The past nine months have afforded me more free time than I've had in years (and far more than I hope to have again prior to, or even in, retirement). It was a time to develop hobbies. While I wish I could say I learned to juggle, or took up the offer for belly dancing lessons from the teacher at my gym, the truth is… I developed an obsession with National Public Radio. Which is how I stumbled upon a recent interview with author Meghan Daum, whose book, "Life Would be Perfect if I Lived in That House," chronicles her hobby—obsessively hunting for the perfect living space.
The interviewer, Rebecca Roberts, said in her lead, "It's a uniquely American phenomenon, this house lust, this fantasy of the perfect life in the perfect environment." I glanced at my surroundings and mused at what these uniquely house-lusty Americans would think. My kitchen has two food preparation surfaces: the top of a 4-foot-tall refrigerator, and the (broken) lid of a (functioning) washing machine. I cook on a hot plate that sits on top of my microwave, and I wash my dishes in a sink conveniently angled to elevate the drain. I don't lust for a house, but most days I do lust for an oven.
With Daum's interview in the background, I landed on this Foreign Policy story about China's housing bubble. Its author debunked Roberts' claim in the first paragraph. "Last fall 80 percent of respondents to a China Youth Daily online poll said that home ownership was a prerequisite for happiness." In the unlikely event that Americans ever were the only people in the world who associated happiness with square footage, it certainly isn't true anymore.
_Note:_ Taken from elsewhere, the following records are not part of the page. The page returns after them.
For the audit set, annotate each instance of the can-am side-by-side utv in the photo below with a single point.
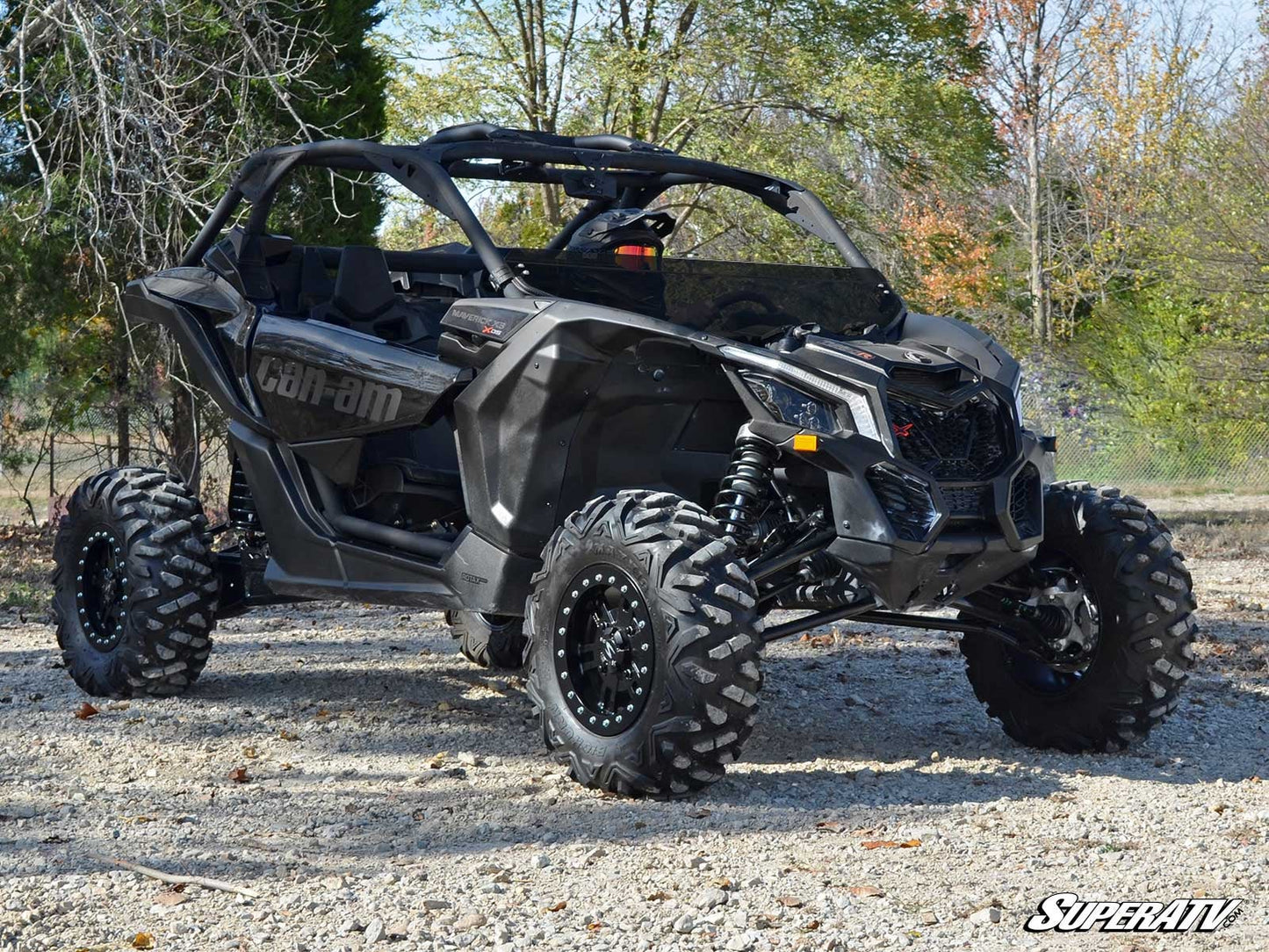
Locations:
(610, 464)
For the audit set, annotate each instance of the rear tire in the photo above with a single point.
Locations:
(489, 641)
(1145, 606)
(684, 646)
(134, 588)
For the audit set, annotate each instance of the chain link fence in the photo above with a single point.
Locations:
(57, 459)
(1098, 447)
(1108, 448)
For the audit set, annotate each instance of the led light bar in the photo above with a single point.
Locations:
(861, 410)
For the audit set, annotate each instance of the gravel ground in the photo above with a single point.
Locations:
(376, 790)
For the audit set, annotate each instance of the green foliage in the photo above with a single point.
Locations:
(880, 87)
(353, 75)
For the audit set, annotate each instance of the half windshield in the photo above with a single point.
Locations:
(738, 299)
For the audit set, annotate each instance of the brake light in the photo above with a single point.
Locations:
(636, 256)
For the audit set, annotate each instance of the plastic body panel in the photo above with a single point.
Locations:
(530, 424)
The article reports that China's successful young generation, beneficiaries of the spoil-inducing (and its less desirable cousin, unreasonably high expectation-inducing) one child policy are struggling to attain homeownership, the last rung of the success ladder they're told they deserve to ascend uninhibited. On the flip side, wealthy Chinese with a lack of places to invest excess cash are holding multiple, empty apartments now poised to crash in value.
About compulsively changing houses, Daum said, "I really felt that where I lived was a direct reflection of who I was. My house was really a mirror of my soul. And until I found sort of the right mirror, I just wasn't going to be settled." Young Chinese women seem to agree. They're unlikely to pursue a man whose virtuous soul isn't reflected in his walls and his wallet.
Scanning the rooms of my charmingly filthy, disintegrating hovel, with its perpetually broken furniture and a variegated wooden bathroom door shedding soggy splinters in my entryway, I'm inclined to disagree with the notion that where you live is in some way a direct reflection of who you are. Then again, I signed up for this dwelling. More unbelievably, perhaps because it's the first place I've lived on my own (or because I have impossibly low standards… or because I can listen to npr for hours without annoying anyone), I know my busted toilet seat and blown outlets will always hold a revered place in my storied housing history.